My girlfriend and I are painfully used to long-distance, but it wasn’t always that way… To be clear, two years of our two and a half were entirely over the phone. While I challenge people who say they’d never do long-distance (Not all intimacy is physical!), these two years could be quite rough. It's painful knowing your partner is a long, long, long drive away.
Before these two years, however, we still practiced what my friend Alex succinctly called: “Long Distance at Home.” The mystery of small towns is how close, yet far everything is. You may claim you’re from a town, but live 10, 20, even 30 miles from it. Her and I both claimed the same town, but lived a half hour from it in opposite directions-- different sides of the water.
So, instead of a long, long, long drive, we had just a long, long drive. Frequently I drove it after dark. Sometimes it was back to my house, or to her’s, after work. This drive was, to a naive teenager, life’s greatest challenge. To be in the car is to be vulnerable, especially for an hour in darkness. At first I feared the hour, then I came to dislike it, and, finally, to respect it.

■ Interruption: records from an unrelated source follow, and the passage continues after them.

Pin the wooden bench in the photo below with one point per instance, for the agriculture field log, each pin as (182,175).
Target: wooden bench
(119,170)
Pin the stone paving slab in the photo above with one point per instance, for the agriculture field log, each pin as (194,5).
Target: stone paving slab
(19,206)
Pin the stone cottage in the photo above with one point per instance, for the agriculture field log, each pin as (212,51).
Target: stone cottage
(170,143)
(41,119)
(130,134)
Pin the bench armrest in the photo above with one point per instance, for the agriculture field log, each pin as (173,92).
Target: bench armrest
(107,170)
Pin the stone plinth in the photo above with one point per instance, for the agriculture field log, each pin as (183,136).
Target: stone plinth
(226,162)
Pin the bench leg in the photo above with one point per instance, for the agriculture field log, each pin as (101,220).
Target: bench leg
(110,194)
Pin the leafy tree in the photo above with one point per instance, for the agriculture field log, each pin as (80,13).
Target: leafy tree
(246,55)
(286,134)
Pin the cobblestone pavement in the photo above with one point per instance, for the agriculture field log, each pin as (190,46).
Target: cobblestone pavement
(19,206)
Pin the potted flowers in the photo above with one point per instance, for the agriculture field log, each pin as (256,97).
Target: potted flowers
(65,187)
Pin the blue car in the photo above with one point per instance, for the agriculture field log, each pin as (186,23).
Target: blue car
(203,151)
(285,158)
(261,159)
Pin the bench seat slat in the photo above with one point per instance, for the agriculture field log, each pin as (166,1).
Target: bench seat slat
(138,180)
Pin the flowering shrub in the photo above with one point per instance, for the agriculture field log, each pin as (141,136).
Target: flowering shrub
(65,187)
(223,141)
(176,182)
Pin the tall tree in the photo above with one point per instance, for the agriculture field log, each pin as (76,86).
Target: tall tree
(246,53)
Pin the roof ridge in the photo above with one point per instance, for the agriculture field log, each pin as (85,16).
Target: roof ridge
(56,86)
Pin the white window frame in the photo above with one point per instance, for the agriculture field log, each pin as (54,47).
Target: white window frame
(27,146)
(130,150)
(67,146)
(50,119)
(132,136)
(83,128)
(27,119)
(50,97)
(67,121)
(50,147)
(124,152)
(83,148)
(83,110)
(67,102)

That changed when I drove into a deer leaving a party at her aunt’s place. After that, I went back to fearing it. A long, long, nighttime drive has never been relaxing for me again, no matter where or when. In fact, I avoid driving at night entirely. If I could miss a deer on a dark road, what would stop me from missing another? Or, even worse, a person?

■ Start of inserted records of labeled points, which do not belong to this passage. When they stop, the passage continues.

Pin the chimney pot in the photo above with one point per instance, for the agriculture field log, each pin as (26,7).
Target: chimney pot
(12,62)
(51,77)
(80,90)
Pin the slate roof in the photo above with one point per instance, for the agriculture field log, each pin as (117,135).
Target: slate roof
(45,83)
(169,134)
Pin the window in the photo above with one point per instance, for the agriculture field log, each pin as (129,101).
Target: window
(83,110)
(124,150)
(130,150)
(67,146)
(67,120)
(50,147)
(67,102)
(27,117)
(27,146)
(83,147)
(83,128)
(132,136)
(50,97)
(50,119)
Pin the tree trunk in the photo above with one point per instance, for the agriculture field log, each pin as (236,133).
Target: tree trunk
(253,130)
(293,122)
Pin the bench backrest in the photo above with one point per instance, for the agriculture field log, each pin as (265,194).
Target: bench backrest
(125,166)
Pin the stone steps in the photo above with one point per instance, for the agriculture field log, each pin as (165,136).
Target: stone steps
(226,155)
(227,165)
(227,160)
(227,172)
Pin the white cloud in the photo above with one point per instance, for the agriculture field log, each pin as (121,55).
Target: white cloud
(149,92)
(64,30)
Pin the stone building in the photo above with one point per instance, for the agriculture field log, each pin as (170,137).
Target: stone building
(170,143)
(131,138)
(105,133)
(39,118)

It is with immense gratitude that I tell you my girlfriend has since enrolled in my university, and we are much closer now. Within walking distance, thank god. I’m also happy to report that our deer population is nowhere as high as back home, yet still, when I am forced onto the road, I can never shake the dread, thinking of what might be waiting for me around every corner, behind every bush, a fragile thing waiting to be killed.